Extensive Diversity of Streptococcus pyogenes in a Remote Human Population Reflects Global-Scale Transmission Rather than Localised Diversification
Web of Science
AuthorTowers, RJ; Carapetis, JR; Currie, BJ; Davies, MR; Walker, MJ; Dougan, G; Giffard, PM
Source TitlePLoS One
PublisherPUBLIC LIBRARY SCIENCE
AffiliationMicrobiology and Immunology
Document TypeJournal Article
CitationsTowers, R. J., Carapetis, J. R., Currie, B. J., Davies, M. R., Walker, M. J., Dougan, G. & Giffard, P. M. (2013). Extensive Diversity of Streptococcus pyogenes in a Remote Human Population Reflects Global-Scale Transmission Rather than Localised Diversification. PLOS ONE, 8 (9), https://doi.org/10.1371/journal.pone.0073851.
Access StatusOpen Access
The Indigenous population of the Northern Territory of Australia (NT) suffers from a very high burden of Streptococcus pyogenes disease, including cardiac and renal sequelae. The aim of this study was to determine if S. pyogenes isolated from this population represent NT endemic strains, or conversely reflect strains with global distribution. emm sequence typing data were used to select 460 S. pyogenes isolates representing NT S. pyogenes diversity from 1987-2008. These isolates were genotyped using either multilocus sequence typing (MLST) or a high resolution melting-based MLST surrogate (Minim typing).

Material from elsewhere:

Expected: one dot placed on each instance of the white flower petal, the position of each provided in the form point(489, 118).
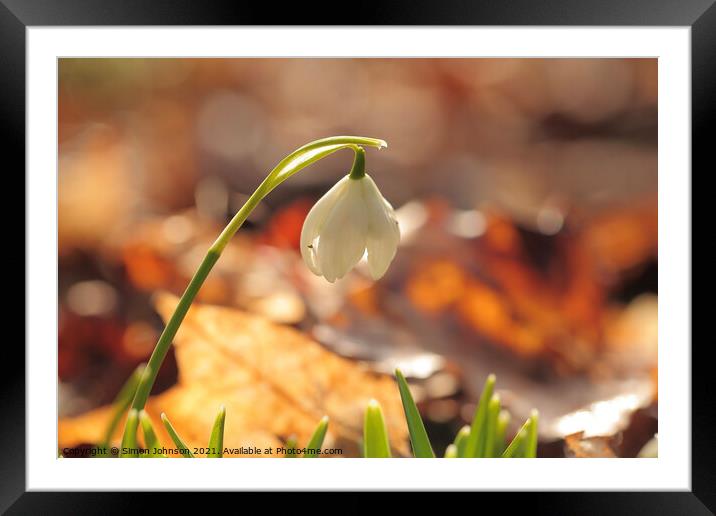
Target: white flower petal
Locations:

These data were combined with MLST data from other studies on NT S. pyogenes to yield a set of 731 MLST or Minim typed isolates for analysis. goeBURST analysis of MLST allelic profiles and neighbour-joining trees of the MLST allele sequences revealed that a large proportion of the known global S. pyogenes MLST-defined diversity has now been found in the NT. Specifically, fully sequence typed NT isolates encompass 19% of known S. pyogenes STs and 43% of known S. pyogenes MLST alleles. These analyses provided no evidence for major NT-endemic strains, with many STs and MLST alleles shared between the NT and the rest of the world. The relationship between the number of known Minim types, and the probability that a Minim type identified in a calendar year would be novel was determined. This revealed that Minim types typically persist in the NT for >1 year, and indicate that the majority of NT Minim types have been identified. This study revealed that many diverse S. pyogenes strains exhibit global scale mobility that extends to isolated populations. The burden of S. pyogenes disease in the NT is unlikely to be due to the nature of NT S. pyogenes strains, but is rather a function of social and living conditions.